US govt orders security measures for DNS hijack emergency

The United States Department of Homeland Security has issued an emergency directive in response to a serious, global campaign of domain name system (DNS) infrastructure tampering, believed to originate in Iran.

DNS A record alteration. Source: FireEye

Earlier in January, security vendors Cisco Talos and Mandiant FireEye outlined a spate of DNS hijacks against multiple government, telcos and internet infrastructure organisations in Europe, North America and the Middle East/Africa. 

Attackers have successfully redirected web and email traffic by altering DNS records, making them point to servers on addresses that they control.

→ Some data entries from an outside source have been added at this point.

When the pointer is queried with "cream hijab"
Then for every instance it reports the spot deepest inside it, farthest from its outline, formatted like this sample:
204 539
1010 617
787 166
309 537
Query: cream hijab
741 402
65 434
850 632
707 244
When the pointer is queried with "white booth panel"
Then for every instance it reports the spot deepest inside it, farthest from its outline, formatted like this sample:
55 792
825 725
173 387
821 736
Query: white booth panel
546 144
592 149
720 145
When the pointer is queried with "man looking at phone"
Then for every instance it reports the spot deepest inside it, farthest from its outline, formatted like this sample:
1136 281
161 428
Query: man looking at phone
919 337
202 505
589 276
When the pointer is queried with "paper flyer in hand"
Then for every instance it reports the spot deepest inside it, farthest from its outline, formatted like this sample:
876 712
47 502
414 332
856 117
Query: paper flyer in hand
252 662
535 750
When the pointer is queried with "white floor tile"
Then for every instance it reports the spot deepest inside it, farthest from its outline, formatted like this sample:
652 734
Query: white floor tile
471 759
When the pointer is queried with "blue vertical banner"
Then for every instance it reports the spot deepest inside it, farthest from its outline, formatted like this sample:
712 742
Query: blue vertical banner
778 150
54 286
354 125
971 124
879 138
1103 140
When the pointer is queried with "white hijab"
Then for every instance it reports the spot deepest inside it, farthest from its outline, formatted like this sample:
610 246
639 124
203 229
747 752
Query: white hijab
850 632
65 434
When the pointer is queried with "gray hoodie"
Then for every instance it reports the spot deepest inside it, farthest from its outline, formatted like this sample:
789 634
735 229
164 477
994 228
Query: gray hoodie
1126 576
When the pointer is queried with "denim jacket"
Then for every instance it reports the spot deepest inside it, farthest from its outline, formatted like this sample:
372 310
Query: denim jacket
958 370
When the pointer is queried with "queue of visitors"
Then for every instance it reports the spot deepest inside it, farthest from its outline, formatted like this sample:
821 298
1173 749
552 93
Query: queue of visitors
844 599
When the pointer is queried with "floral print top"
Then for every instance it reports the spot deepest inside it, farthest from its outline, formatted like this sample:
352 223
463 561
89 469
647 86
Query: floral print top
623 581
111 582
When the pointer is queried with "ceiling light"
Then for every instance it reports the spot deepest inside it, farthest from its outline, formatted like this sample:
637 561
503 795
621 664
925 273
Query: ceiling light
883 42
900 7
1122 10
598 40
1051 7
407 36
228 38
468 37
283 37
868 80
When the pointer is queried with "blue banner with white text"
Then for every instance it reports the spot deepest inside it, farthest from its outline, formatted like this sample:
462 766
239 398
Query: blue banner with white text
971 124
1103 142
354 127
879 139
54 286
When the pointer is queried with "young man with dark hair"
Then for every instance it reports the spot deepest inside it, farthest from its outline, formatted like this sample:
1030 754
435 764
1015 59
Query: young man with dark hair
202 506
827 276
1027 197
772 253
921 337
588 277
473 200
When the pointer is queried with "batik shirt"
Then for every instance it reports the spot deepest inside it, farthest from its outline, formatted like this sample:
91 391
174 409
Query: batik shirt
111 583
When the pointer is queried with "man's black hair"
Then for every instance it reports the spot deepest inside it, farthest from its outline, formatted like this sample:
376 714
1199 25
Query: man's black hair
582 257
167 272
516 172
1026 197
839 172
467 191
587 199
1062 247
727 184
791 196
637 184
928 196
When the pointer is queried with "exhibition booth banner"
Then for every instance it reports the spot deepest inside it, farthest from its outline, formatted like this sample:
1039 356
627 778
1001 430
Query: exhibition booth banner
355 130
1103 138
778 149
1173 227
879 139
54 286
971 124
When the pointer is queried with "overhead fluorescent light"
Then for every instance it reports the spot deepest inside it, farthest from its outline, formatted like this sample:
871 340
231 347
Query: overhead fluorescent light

They've been able to do so by capturing administrative credentials for administrative accounts that can make changes to DNS records. FireEye and Talos said they have received reports that sophisticated phishing attacks were used to gain acccess for DNS record manipulation, as well as compromising a victim's domain registrar account.

Once attackers have changed DNS records, they've also been able to obtain valid digital encryption certificates for an organisation's domains. This allows attackers to decrypt user data undetected.

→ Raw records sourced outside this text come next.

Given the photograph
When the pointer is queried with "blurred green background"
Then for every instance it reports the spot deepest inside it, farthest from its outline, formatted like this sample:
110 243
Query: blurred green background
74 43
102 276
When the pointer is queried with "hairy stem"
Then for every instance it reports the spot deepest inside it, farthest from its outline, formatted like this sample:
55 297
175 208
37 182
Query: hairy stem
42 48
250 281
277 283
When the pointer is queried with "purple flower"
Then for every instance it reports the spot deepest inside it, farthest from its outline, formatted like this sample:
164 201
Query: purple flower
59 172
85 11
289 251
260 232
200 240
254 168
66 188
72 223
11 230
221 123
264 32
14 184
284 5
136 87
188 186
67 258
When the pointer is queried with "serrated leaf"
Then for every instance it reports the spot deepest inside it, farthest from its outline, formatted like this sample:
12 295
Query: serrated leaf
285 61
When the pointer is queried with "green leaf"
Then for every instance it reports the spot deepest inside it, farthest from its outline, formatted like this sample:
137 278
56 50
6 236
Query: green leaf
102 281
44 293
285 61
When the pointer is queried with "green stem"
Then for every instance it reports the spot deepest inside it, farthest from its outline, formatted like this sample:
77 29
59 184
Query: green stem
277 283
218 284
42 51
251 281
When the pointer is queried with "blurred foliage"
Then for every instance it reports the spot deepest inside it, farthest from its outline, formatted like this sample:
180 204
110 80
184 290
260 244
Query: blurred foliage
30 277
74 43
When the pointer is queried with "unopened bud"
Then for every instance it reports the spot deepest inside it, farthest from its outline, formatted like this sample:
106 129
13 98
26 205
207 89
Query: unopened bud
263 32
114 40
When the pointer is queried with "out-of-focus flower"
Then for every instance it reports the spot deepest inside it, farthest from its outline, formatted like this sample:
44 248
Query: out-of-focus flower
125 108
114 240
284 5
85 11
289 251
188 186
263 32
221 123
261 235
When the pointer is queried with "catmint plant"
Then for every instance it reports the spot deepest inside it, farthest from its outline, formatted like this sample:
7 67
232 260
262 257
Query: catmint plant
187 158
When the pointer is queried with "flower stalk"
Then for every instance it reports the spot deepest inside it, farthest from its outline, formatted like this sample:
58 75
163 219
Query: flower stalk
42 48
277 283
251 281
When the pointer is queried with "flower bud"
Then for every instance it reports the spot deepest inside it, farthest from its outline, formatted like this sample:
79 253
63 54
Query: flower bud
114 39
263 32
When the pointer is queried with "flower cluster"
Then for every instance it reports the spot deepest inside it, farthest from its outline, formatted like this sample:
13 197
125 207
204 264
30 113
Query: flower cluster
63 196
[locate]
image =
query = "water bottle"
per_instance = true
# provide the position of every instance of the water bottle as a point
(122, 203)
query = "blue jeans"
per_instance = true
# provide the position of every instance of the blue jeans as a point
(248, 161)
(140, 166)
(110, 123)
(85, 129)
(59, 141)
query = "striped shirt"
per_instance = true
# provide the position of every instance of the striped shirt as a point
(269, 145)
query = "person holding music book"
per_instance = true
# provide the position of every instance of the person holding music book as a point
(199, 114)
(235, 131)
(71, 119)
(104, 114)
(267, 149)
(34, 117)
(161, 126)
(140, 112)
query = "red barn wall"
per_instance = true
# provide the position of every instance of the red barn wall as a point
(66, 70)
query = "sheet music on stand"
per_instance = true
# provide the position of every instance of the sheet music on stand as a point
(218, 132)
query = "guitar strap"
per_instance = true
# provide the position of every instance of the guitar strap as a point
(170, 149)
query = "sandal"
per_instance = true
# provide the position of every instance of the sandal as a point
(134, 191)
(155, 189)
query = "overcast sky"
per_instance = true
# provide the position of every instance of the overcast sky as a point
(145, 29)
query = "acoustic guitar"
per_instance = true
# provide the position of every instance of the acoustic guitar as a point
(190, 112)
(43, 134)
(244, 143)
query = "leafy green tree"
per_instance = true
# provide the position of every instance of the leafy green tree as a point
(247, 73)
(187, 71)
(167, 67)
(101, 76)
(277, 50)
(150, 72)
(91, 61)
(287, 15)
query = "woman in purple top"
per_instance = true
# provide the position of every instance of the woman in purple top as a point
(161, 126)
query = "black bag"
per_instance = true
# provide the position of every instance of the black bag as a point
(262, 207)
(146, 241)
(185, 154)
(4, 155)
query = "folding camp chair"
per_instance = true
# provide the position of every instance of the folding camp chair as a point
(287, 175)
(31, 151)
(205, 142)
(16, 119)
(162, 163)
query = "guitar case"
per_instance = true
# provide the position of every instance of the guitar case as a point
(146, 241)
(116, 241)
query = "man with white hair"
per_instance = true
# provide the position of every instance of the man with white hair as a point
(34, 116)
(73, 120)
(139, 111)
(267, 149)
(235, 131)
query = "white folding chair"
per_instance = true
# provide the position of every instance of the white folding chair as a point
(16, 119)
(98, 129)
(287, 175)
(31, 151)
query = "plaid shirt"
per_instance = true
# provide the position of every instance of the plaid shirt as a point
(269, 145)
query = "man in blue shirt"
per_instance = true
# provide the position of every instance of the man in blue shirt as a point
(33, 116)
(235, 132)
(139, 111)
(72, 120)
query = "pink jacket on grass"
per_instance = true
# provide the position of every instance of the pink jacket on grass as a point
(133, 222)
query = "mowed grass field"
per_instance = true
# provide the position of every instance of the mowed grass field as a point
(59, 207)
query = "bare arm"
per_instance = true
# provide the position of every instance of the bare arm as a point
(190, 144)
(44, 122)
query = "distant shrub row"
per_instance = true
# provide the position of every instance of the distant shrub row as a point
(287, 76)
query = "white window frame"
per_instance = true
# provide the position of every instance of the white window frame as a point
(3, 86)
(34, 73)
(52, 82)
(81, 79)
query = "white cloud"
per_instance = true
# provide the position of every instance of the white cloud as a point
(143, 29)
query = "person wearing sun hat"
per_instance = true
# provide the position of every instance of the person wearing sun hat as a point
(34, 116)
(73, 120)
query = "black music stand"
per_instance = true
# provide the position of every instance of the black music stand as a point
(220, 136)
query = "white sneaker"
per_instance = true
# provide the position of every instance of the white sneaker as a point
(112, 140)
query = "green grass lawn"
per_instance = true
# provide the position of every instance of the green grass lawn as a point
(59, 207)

FireEye and Talos said its initial research suggests the actors responsible for the attacks that have taken place over a year "have a nexus to Iran".

Federal agencies are now required to take action as per the DHS directive to mitigate against the DNS attacks.

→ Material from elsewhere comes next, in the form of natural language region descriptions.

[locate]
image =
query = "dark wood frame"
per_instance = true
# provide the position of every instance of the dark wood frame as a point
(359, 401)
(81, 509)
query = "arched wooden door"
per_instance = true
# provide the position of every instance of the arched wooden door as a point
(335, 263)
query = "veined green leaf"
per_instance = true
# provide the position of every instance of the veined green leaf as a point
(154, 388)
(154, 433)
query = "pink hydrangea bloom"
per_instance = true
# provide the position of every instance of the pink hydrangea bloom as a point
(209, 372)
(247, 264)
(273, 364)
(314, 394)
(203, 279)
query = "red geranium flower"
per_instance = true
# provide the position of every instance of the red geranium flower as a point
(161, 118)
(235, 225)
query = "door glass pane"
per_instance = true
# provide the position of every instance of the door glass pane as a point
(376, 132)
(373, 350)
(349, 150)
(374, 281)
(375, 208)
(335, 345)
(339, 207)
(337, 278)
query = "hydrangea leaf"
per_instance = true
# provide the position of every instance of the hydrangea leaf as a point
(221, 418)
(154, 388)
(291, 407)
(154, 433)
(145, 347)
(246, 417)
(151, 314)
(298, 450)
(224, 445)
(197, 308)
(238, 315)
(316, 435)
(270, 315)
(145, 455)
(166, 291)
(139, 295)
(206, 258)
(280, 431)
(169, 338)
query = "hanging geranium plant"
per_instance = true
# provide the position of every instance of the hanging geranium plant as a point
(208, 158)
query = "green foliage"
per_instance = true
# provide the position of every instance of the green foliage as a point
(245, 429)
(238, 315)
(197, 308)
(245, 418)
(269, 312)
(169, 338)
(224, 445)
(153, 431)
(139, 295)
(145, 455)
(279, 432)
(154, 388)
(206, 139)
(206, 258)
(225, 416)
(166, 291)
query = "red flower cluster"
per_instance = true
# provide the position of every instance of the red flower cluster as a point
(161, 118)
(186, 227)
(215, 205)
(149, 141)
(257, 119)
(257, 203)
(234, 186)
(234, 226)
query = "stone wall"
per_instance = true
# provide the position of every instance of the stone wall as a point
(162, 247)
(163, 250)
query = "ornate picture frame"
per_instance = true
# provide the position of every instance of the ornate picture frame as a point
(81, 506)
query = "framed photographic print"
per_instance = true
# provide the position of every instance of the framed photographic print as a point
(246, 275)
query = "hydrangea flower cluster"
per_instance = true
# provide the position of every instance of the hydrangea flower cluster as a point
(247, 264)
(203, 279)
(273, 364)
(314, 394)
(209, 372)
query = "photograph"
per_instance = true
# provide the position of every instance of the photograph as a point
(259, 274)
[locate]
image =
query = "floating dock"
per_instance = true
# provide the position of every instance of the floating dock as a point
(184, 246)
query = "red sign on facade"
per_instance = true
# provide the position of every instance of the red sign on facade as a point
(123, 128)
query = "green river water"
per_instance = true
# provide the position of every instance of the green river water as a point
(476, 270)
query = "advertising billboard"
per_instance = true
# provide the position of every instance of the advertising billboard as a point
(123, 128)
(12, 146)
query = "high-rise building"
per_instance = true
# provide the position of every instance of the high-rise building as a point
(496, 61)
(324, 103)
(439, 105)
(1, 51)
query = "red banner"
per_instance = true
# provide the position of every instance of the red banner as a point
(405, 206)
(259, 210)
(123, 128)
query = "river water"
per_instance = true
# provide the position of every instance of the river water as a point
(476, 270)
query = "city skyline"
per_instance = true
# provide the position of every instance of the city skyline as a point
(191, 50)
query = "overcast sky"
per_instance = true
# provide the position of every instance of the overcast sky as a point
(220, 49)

Within ten business days US federal agencies with .gov and other domains must audit publci DNS records to verify that they point to the correct, intended location. If they do not, agencies must report it to the Cybersecurity and Infrastructure Security Agency (CISA).

To prevent future unauthorised DNS account accesses, agencies must change passwords on these and add multi-factor authentication.

CISA's Cyber Hygiene service will also begin a regular delivery of newly added certificates to Certificate Transparency log for US federal agency domains.

Agencies are required to immediately start monitoring CT log data for certificates that they did not request. If any unauthorised certificates are found, they must be reported to the issuing certificate authority and the CISA.

The Australian Cyber Security Centre issued an advisory yesterday recommending that administrators review the FireEye and Cisco Talos blogs for information on how to harden their organisations' DNS infrastructure.

ACSC head Alastair MacGibbon also encouraged administrators to follow the agency's Essential Eight mitigation strategies to better safeguard their systems.